Человек и песня - [13]

Шрифт
Интервал

При таком объяснении урок морали, преподанный народом в этой старине-балладе, достаточно ясен: не лукавь с самой собою и не расставляй хитроумные сети другим, а то попадешь в них сама и погибнешь от того, чем хотела наказать других.

Есть здесь еще более прямолинейные открытые нравоучения: не злословь (даже если втайне лелеешь конечную добрую цель), так как зло порождает еще большее зло и ничего другого и ведет человека к гибели. Не перечь матери, не поступай в молодости по-своему. Не ходи одна в незнакомый дом ни при каких обстоятельствах и обещаниях.

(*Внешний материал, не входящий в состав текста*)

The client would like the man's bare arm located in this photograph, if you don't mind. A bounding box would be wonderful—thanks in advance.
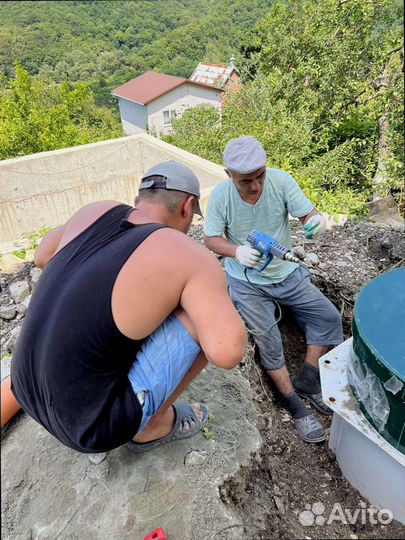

Что ж, не так уж наивны и прямолинейны поучения наших предков своим дочерям и, пожалуй, во многом применимы не только к нашему времени, но и ко всем временам. А почему же все-таки этот частный случай вознесен до эпических высот, монументально укрупнен? Почему он стал поводом для создания именно эпического песнопения (а эпические песнопения часто имели ритуально-обрядовый смысл и назначение)? Думается, потому, что поднятый в этой старине вопрос воспитания дочерей имел всегда не только узкосемейное, но и общенародное значение и был отчасти тождествен вопросам достойного продолжения жизни самого народа. Ведь девушка-невеста — это будущая мать и воспитательница своих детей. И от того, в каких принципах воспитана она сама, зависит возможность воспитания ею достойной смены.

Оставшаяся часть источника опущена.